模模糊糊的,似乎岚姐含愁带怨的眼睛在对面看着我:“布布,我们该怎么办?怎么办?”
一下子惊醒,坐起来,试了一下,一头一额的汗。
窗外皓月当空,万物都被笼罩上一层青幽幽的光辉,四周万籁俱静,只听到我自己的一颗心在身体裏噗通噗通的跳。
第二天一早,我买了机票直飞上海,直接到了子晖的公司,刚下出租车,我就被眼前的景象惊呆了,好多个建筑工人拉着横幅围在他们公司所在的大厦门前,各个群情激昂,大声高呼:”不许拖欠工资,还我血汗钱!还我血汗钱!”周围有保安在劝阻,有围观的群众,有指指点点的路人-------然后,我看到了在人群中正拼命和这些工人解释的子晖。
我傻傻的站在原地,进不得也退不得,已经到这种境况了?看来子晖和我说的还是比较收敛了,看着焦头烂额的子晖,我的眼泪夺眶而出,我不想这时候让他看到我,我想他也不愿意让这时候的自己被我看到,他一贯是带抹促狭的笑,总是尽量把生活中美好的东西和我分享,不愿意我看到世俗中不堪的一面,尽自己最大的力量把我宠成一个小女孩,可是就这样一份像小溪一样潺潺流淌的爱,依然受到别人的诅咒。
下了咒的人现在开始收网,心满意足的、洋洋得意的看着自己的猎物在网中跌跌撞撞、奋力挣扎却不得其门而出。
警车来了,警察下来开始维持秩序,我默默的转身,却不期然的看到一个熟悉的身影站在对面马路的梧桐树下。
我横下一条心,蹬蹬蹬走到她面前。
我怒瞪着她,她没有表情的看着我。
如果目光能杀死人的话,可能我们俩都已死了数百回了。
良久,我开口:“是不是这样你就满意了?”
她目光散淡的越过我:“这是他欠我的。”
“你不觉得你很卑鄙吗?”
“卑鄙?要说卑鄙,可能还轮不到我。是谁把我作为感情的替身,用完就扔?像扔抹布一样的扔掉,还对我说忘不了他的前任女友?忘不了为什么还要来招惹我?我哪点不如你?是相貌、学识还是家境?我想破了头也想不明白,我到底输在那裏。”

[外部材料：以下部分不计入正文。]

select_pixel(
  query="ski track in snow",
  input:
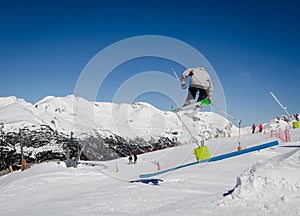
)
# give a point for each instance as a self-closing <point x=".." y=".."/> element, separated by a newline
<point x="265" y="182"/>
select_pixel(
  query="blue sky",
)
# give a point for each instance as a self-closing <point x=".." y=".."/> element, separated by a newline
<point x="253" y="46"/>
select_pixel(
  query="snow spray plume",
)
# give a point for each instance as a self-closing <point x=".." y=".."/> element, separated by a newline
<point x="94" y="75"/>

“他还跟我说,我们相交的日子不算长,就算分开,也不会觉得痛。可他并不明白,他是我从小到大第一个真正爱上的人。他不明白,他什么都不知道。还记得第一次到了异国他乡的学校,我有点惶惶然,又想家,又觉得不适应,还没有朋友,当时黎子晖是迎接新同学的代表,他走过来,笑盈盈的帮我拎起行李,一路上和我说说笑笑,给我讲学校的趣事,逗得我哈哈大笑,人也渐渐放松下来。那天之后,我的心中就种下了那一双亮晶晶的眼睛。我总是借着不熟悉情况的种种借口来找他帮忙,他也从不推辞,他所有的朋友们都看出来我对他有意,可他偏偏没察觉。后来我才知道,他有一个青梅竹马的女友,情意甚笃,心裏根本就容不下别的女人。他虽然对我很好,可看我的眼神却从来都是从从容容、波澜不惊的。”